Ramai Fenomena Cuci Darah dalam Kalangan Anak Indonesia, Ketua IDAI Soroti 5 Hal Penting
1. Tidak Terwujud Pengembangan Kasus
Meski perkara cuci darah di tempat kalangan anak belakangan ramai, namun dr Piprim memastikan, sejauh ini tak ada peningkatan persoalan hukum penyakit gagal ginjal pada anak di dalam Indonesia.
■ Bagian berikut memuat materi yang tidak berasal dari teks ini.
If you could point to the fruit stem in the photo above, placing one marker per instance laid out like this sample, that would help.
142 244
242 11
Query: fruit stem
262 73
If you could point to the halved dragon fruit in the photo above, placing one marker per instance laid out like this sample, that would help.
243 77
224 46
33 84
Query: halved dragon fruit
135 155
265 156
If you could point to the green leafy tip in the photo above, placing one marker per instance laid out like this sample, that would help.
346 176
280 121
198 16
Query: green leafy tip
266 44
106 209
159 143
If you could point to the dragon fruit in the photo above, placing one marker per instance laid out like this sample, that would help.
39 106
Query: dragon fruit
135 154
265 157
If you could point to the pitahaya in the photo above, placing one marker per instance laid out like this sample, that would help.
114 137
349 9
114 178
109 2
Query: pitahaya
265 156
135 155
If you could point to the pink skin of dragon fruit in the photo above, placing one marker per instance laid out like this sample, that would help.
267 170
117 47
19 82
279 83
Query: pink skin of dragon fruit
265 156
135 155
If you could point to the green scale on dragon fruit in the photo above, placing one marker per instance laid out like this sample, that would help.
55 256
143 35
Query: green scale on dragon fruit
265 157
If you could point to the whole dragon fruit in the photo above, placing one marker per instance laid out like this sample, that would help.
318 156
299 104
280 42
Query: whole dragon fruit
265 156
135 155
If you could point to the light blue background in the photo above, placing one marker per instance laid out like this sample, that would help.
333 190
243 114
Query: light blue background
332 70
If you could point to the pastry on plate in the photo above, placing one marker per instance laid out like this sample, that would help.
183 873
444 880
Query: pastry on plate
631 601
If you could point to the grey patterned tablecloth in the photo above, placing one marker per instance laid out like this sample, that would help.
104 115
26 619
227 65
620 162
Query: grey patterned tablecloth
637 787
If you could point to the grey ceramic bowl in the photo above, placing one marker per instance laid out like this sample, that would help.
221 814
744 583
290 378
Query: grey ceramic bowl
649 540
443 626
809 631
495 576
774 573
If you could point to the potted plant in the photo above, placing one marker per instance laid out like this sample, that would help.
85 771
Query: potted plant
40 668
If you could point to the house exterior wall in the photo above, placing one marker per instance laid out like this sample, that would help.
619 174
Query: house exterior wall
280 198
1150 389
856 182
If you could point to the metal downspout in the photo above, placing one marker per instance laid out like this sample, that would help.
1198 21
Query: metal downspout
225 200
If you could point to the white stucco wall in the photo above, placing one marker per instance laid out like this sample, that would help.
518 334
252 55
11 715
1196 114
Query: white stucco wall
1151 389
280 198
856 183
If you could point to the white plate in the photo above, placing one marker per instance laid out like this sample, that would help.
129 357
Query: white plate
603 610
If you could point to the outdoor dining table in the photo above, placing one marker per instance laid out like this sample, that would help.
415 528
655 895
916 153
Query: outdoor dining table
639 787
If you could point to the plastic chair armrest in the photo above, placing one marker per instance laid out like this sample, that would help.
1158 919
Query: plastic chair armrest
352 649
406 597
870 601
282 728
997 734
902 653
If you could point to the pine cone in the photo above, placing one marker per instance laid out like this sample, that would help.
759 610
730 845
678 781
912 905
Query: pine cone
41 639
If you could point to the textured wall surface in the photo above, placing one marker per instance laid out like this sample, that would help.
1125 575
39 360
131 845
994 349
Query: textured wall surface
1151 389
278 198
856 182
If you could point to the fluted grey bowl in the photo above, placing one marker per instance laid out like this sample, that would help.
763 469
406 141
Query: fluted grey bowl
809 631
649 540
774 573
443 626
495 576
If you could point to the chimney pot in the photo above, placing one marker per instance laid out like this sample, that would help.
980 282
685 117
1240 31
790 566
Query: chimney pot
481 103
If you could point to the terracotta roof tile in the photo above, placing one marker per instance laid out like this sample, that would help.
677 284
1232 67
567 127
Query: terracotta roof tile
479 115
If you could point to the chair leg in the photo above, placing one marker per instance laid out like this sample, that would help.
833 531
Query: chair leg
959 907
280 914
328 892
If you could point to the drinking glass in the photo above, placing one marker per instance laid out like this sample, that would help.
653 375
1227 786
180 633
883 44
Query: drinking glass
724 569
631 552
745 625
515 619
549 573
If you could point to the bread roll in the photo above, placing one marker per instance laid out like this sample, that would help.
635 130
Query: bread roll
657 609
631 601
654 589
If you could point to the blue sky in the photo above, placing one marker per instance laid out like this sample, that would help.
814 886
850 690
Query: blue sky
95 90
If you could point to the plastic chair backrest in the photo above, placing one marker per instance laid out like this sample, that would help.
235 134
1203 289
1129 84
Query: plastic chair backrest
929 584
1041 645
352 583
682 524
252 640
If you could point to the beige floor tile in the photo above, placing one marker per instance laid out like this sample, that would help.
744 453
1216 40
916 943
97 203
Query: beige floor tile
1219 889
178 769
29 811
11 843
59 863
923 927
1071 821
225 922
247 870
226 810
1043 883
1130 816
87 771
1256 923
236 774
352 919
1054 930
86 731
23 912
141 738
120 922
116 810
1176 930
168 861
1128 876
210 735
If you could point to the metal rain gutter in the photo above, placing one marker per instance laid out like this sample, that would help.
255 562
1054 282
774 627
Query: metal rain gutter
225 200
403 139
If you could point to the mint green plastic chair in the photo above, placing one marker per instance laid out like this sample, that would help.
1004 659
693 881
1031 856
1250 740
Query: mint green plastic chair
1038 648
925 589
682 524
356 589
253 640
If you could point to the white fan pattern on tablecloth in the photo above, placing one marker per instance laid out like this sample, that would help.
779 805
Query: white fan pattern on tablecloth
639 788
“Jadi kalau disebut terkait lonjakan persoalan hukum yang digunakan signifikan pada kesulitan ginjal anak ini, itu nggak. Karena pada faktanya, teman-teman dokter anak ginjal di area tempat itu nggak melaporkan lonjakan perkara yang mendadak,” kata dr Piprim
Menurutnya, total tindakan hukum gagal ginjal pada anak di tempat Indonesia masih pada kategori wajar. Hal itu lantaran, fenomena cuci darah dalam kalangan anak terjadi lantaran anak-anak yang dimaksud kebanyakan merupakan pasien cuci darah dengan penyakit ginjal bawaan sejak lahir.
Sehingga, hal yang dimaksud mengharuskan mereka untuk melakukan cuci darah secara berulang lalu seumur hidup. “Jadi jumlah total kasusnya itu masih wajar. Wajar pada arti ya memang benar akan ada bayi atau anak yang memang benar mengalami kelainan bawaan ginjal pada pada waktu ia lahir,” jelasnya.
“Nah ini kalau dikumpulkan pada satu rumah sakit melalui cuci darah, juga cuci darahnya terus seumur hidup, kan jadi kumulatifnya banyak, terekspos lah,” sambungnya.
2. Gaya Hidup Tidak Baik Publik Indonesia
Alih-alih cuma fokus terhadap fenomena cuci darah yang digunakan sempat tersebar luas belakangan ini, dr Piprim, justru menyoroti gaya hidup rakyat Indonesia yang mana dinilai masih buruk. Tidak terkecuali di tempat kalangan anak-anak. Mulai dari pola makan, pola gerak, pola tidur, dan juga semua yang digunakan sangat berkaitan.
Menurutnya, hal itulah yang digunakan bisa jadi memengaruhi peningkatan tindakan hukum gagal ginjal pada anak. Berdasarkan survey yang dimaksud dijalankan oleh IDAI, ditemukan anak-anak remaja usia 12-18 tahun berisiko mengalami kehancuran ginjal.
Bahkan, dari survey yang dimaksud ditemukan fakta mencengangkan. Bahwa berdasarkan cek urine, satu dari lima anak remaja yang dimaksud ternyata terdapat hematuria lalu proteinuria alias darah dan juga protein pada urine.
“Satu dari lima anak remaja itu dicek urinenya, ternyata terdapat hematuria dan juga proteinuria. Jadi ada darah dan juga protein di urine. Hal ini salah satu indikator awal kehancuran ginjal. Ini adalah menunjukkan gaya hidup anak-anak kita usia 12-18 tahun ini sangat memprihatinkan,” paparnya.